Xiu Xiu - The Air Force
Reviewed by Andreas on 29th September 2006
Amongst bleeping and banging synths, samples and noise, gloriously tender songs can be heard. Jamie Stewart, vocalist and chief songwriter of Xiu Xiu, screams, sings, shouts and whispers his way through songs dealing with bad relationships, abuse, family and what have you. It seems clear that several books could be written about the man's lyrics and life, and yet we'd still be quite far from the actual truth. "The Air Force" is Xiu Xiu's fifth album, and is arguably one of the San Diego duo/trio's best. Yes, even better than their cover of "Don't Cha" (which is one of the scariest cover versions ever).
Experimental prog-pop would perhaps be a terminology that could attempt to describe what Xiu Xiu do on "The Air Force". With some heavier beats and glossier production, songs like "Boy Soprano" and "Save Me" could have ended up on mainstream radio, one imagines.

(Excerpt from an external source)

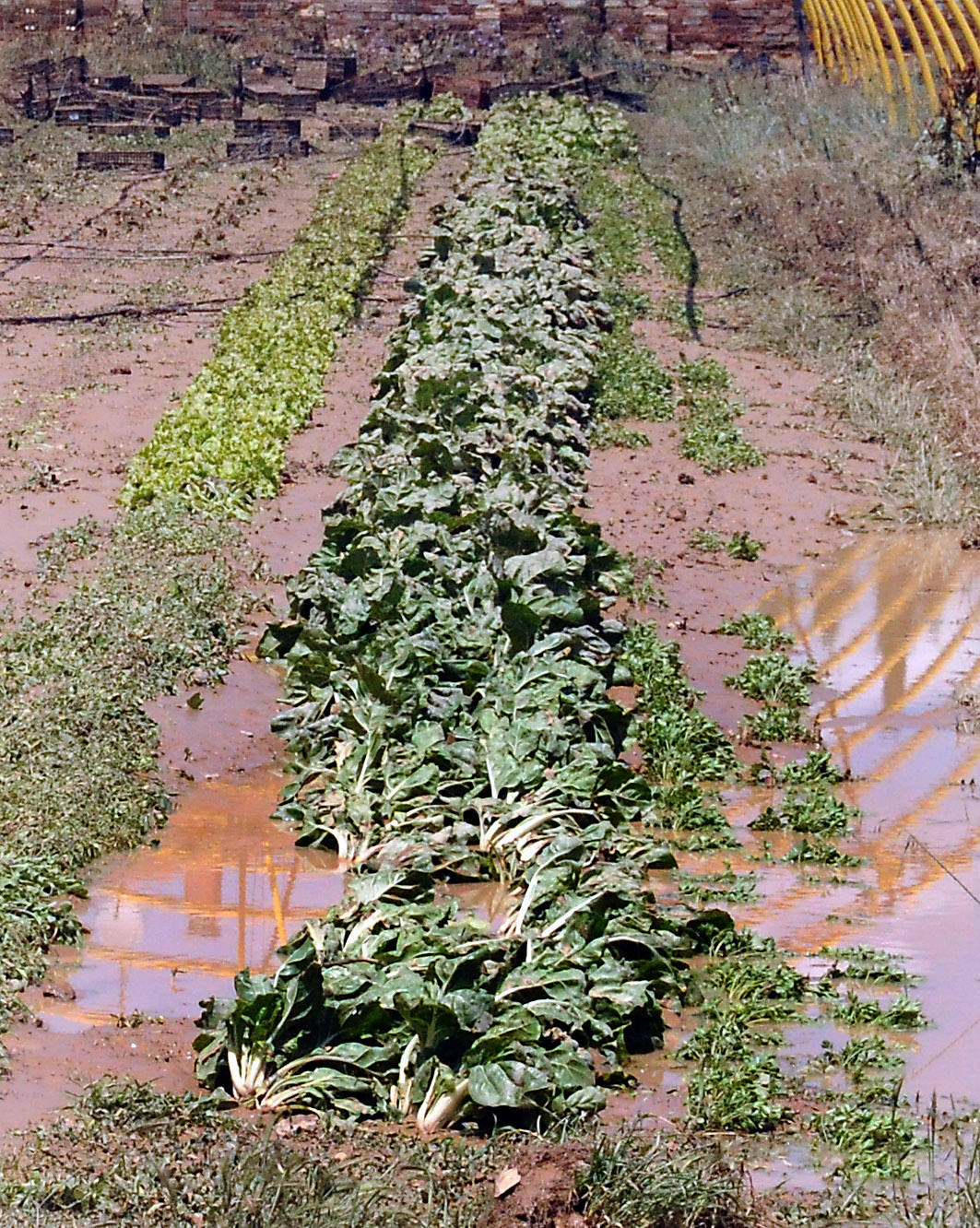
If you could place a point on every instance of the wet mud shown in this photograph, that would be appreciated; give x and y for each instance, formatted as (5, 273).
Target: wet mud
(171, 925)
(894, 625)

Xiu Xiu's music has its foundation in melodies that are, at times, straight out of pop. They're catchy, they're (dread this word) emotive and feel honest. In what could be interpreted as a bit of a situationalist "thing", these melodies and choruses are hidden behind music that glitches, twists weirdly and at times could destroy your ears before dropping down to a whisper. At other times it just gets a bit odd, like on "Bishop, CA", where Stewart sings "wallawallawallwalla hey hey, wallawallawallawalla hey hey", or something to that effect, and manages to make it sound good.
The songs are steeped in electronic noise and complex layers of sound, but perhaps in a more sober way than on previous albums. Compared to previous releases, there is a sense of maturity on "The Air Force" that was perhaps hard to find on earlier albums. It's kind of like when metal bands realise they don't absolutely have to scream and cry to get their point across, only cooler and definitely not metal of genre. Often dealing with depression, suicide, love and (bad) relationships, Xiu Xiu manage to keep it from becoming whiny and stay on the good side of "heartfelt".
"The Air Force", despite all its glory, doesn't really take Xiu Xiu anywhere they haven't been before. Luckily Xiu Xiu isn't prone to make three minute pop anthems that all sound the same. Songs like "The Fox & The Rabbit", "Save Me" and "Watermelon vs. The Pineapple" are torn, glorious songs that really strike true.
Through all the noise and distortion, real cathartic beauty comes to the forefront, and that is the best thing about Xiu Xiu: Their ability to be quite weird and darkly disturbing, but still sing songs you'll find yourself humming.